Not so fast, the Appellate Division said last week in reversing the order of dissolution. Here’s the pertinent excerpt from the decision:
On the basis of this submission alone, Donovan should have been permitted to file an answer, because it raises a factual issue as to whether Cline is a member of PCM and thus has standing to maintain this proceeding. The motion court acknowledged the factual dispute regarding the authenticity of the PCM operating agreement submitted by Donovan, noting that Cline’s assertion that the agreement is fraudulent “is indicative of the litigious nature of their relationship” and that the stated purpose of the agreement militates in favor of dissolution because it would “entail even more cooperation between the members” than would be the case if PCM was formed merely as a passive investment entity, as alleged by Cline. Significantly, the disputed operating agreement specifically addressed by the motion court was not a proper basis for summary adjudication of the petition, but instead, a sound reason to grant Donovan leave to serve an answer. Under such circumstances, where a “factual issue exists which may be raised by answer” (Matter of Lefkowitz v Therapeutic Hypnosis, 52 AD2d 1017, 1018 ), it was improvident for the motion court to deny Donovan’s application for leave to serve an answer (compare Matter of Dodge, 25 NY2d 273, 286-287  and Matter of Cunningham & Kaming, 75 AD2d 521, 522  [where permitting respondent to file an answer would have served no useful purpose]).

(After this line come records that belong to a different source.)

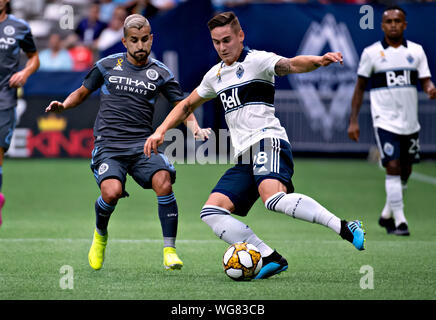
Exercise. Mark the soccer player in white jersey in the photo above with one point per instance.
(244, 84)
(394, 66)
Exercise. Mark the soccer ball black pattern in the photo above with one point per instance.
(242, 261)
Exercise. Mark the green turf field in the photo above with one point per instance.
(48, 222)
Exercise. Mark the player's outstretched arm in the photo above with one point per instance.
(301, 64)
(19, 79)
(199, 133)
(179, 114)
(356, 103)
(73, 100)
(428, 87)
(192, 124)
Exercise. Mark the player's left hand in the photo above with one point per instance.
(331, 57)
(432, 94)
(18, 79)
(152, 142)
(202, 134)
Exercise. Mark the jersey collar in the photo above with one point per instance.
(386, 45)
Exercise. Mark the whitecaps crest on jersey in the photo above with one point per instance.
(326, 93)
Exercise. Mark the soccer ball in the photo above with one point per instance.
(242, 261)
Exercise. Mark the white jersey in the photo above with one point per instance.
(246, 92)
(394, 74)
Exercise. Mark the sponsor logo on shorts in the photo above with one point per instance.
(103, 168)
(388, 149)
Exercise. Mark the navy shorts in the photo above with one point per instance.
(115, 163)
(270, 158)
(393, 146)
(8, 119)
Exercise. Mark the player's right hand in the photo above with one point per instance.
(55, 106)
(153, 141)
(354, 131)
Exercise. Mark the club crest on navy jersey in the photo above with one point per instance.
(9, 30)
(239, 71)
(152, 74)
(119, 65)
(382, 54)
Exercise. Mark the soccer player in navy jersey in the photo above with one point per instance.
(130, 83)
(15, 35)
(394, 65)
(243, 82)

Courts generally let litigants chart their own procedural course, and the litigants must abide the consequences of their chosen courses. In Cline, there’s a fascinating interplay of chosen procedure and substance at work. Donovan’s counsel appears to have made a calculated gamble on a first-round knockout by seizing upon Cline’s characterization of the LLC’s purpose as a passive holding company, while deliberately not challenging Cline’s individual standing to seek dissolution based on the (disputed) operating agreement. The lower court upset the calculation when it asked to see the LLC’s operating agreement which, up to that point, neither party perceived as helping his own, immediate objective. Donovan’s gambit backfired when the lower court granted dissolution, but his procedural victory on appeal may allow him to fight another day.